Without context, my taste is music is just a big incomprehensible jumble of Things I Probably Chanced Into Hearing. And to a degree, that’s not too far from the truth. Growing up, I listened to what my parents listened to, which is to say mostly ABBA, Meatloaf, and the local country station. I know: The fact that I’m not a total disaster when it comes to taste is, frankly, shocking.

Everything I love I found, at first, by accident, then by recommendation from others, and later through attempts to fill major gaps in my musical knowledge. I’m still finding things, still trying new music on for size, and there isn’t a single music service or algorithm that understands that. My taste is malleable and shifting, and for that reason, I want my algorithms to get me. I’m curious, I want good recommendations. But my algorithms don’t get me, and the recommendations are crap.

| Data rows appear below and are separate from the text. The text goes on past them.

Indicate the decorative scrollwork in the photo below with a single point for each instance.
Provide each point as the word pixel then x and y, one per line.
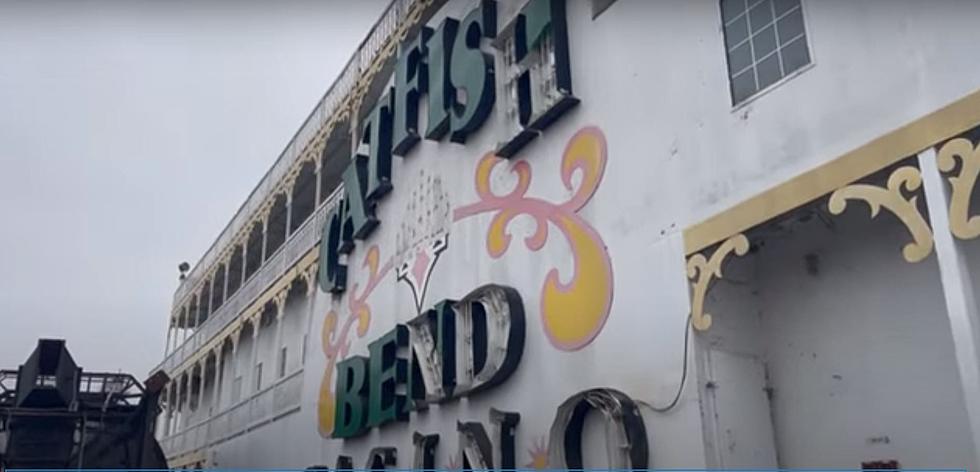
pixel 961 224
pixel 701 270
pixel 574 311
pixel 895 201
pixel 334 336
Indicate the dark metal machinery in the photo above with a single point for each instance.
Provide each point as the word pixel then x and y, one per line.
pixel 53 415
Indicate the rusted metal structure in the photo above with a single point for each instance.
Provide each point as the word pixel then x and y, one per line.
pixel 55 415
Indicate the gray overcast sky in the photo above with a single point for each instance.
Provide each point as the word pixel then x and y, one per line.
pixel 130 132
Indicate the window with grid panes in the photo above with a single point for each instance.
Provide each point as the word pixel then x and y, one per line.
pixel 765 40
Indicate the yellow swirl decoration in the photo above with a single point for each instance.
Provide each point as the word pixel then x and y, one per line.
pixel 961 224
pixel 572 312
pixel 701 270
pixel 891 197
pixel 334 341
pixel 326 405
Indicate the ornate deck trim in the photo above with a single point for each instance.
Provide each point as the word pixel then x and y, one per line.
pixel 876 155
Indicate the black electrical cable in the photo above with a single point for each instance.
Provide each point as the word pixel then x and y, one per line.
pixel 680 388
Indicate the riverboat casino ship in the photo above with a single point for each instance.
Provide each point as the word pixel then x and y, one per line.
pixel 595 233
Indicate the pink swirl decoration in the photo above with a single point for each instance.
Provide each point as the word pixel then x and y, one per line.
pixel 572 312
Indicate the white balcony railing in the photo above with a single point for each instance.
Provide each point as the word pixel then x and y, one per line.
pixel 277 400
pixel 321 113
pixel 299 243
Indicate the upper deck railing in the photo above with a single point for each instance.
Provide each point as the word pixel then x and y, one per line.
pixel 324 109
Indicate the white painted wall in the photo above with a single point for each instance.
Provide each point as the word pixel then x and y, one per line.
pixel 652 76
pixel 858 353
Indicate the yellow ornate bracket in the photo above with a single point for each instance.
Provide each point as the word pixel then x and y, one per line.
pixel 894 200
pixel 961 224
pixel 701 270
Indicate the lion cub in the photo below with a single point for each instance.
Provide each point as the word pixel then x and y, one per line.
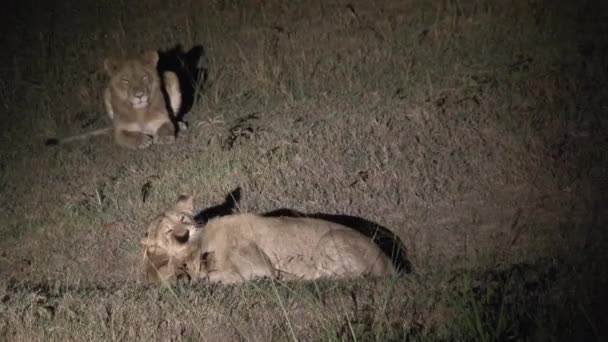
pixel 240 247
pixel 135 103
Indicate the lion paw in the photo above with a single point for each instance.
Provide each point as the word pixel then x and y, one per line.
pixel 164 139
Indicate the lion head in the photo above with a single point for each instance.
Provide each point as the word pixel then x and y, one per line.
pixel 134 81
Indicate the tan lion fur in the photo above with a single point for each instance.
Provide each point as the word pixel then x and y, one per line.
pixel 135 103
pixel 241 247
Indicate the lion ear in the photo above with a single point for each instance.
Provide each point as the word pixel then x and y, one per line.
pixel 110 65
pixel 185 204
pixel 150 57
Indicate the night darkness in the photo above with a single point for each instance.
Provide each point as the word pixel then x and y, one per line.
pixel 466 138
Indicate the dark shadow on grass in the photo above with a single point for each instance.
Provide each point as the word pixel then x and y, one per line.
pixel 192 76
pixel 228 207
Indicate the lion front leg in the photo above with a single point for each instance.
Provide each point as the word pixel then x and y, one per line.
pixel 132 140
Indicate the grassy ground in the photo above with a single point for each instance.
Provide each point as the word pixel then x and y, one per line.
pixel 475 130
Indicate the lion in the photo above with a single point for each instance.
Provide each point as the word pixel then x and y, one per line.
pixel 135 103
pixel 241 247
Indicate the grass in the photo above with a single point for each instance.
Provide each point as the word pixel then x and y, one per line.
pixel 472 129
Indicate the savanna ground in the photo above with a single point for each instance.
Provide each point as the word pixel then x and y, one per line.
pixel 475 130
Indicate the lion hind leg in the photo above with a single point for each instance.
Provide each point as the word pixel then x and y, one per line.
pixel 346 253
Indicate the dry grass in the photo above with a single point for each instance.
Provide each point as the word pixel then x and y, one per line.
pixel 473 129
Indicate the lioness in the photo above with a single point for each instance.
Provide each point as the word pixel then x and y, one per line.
pixel 135 103
pixel 240 247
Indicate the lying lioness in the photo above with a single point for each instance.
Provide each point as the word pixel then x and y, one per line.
pixel 241 247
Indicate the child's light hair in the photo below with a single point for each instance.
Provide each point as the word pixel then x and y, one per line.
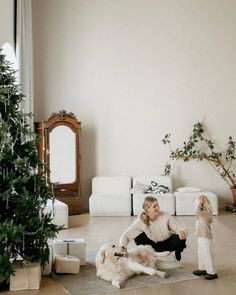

It’s not all the algorithm’s fault. After all, I can’t tell an algorithm that I love The Beatles but my favorite song is “Fool on the Hill” and it should recommend accordingly. I can’t tell an algorithm that my love affair with Swordfishtrombones was something of an outlier but that there’s nothing more indicative of where my heart lies than the playlist that’s called “I’m out of names.” I also can’t tell an algorithm that the dessert-themed playlist was a joke and I’m fine without ever listening to Cake again.

The fact that my recommendations suck is probably partially (mostly, even) my fault. In 2012, my playlist-making was so bold and reckless that I ended up with a 78-hour monster full of albums I’m not even really into. The logical thing to do would be to delete the things I don’t like, but I kind of like that it’s a sort of crappy, untouched snapshot of my junior year of college. How can I expect an algorithm to understand a stupid attachment to music I don’t like?

I know that’s unreasonable to expect an algorithm to understand that I like songs that sound like driving on the two lane mountain road between Loveland, CO and Estes Park. Even I don’t know what I mean by that. I can’t expect an algorithm to understand that there are songs that I love that remind me of the people that I love and I’m not looking for anything like them. I just want them. I don’t need an algorithm to find me songs that sound like Sheryl Crow’s “If It Makes You Happy.” That’s not what I’m looking for.

The problem is that algorithms understand lists, not people, and I’ve never been good at keeping my playlists focused. They’re all a mess, full of the things I’ve loved forever, the things I’m just discovering, and the things I love because they remind me of the bizarre and blissful few months I spent living in a lighthouse and listening to The Cure and Bill Withers.

I’m glad the algorithm recommendation method works for some people, but it’s not for me. For me, it’s all acoustic covers of “Dancing in the Dark” and live recordings of “Wagon Wheel” and I kind of hate the person my algorithm thinks I am. I hate that it thinks that Joni Mitchell is new to me and that a lackluster cover of “God Only Knows” is going to do it for me. The algorithm doesn’t always get it wrong, but you know what they say: Even a broken clock’s right twice a day.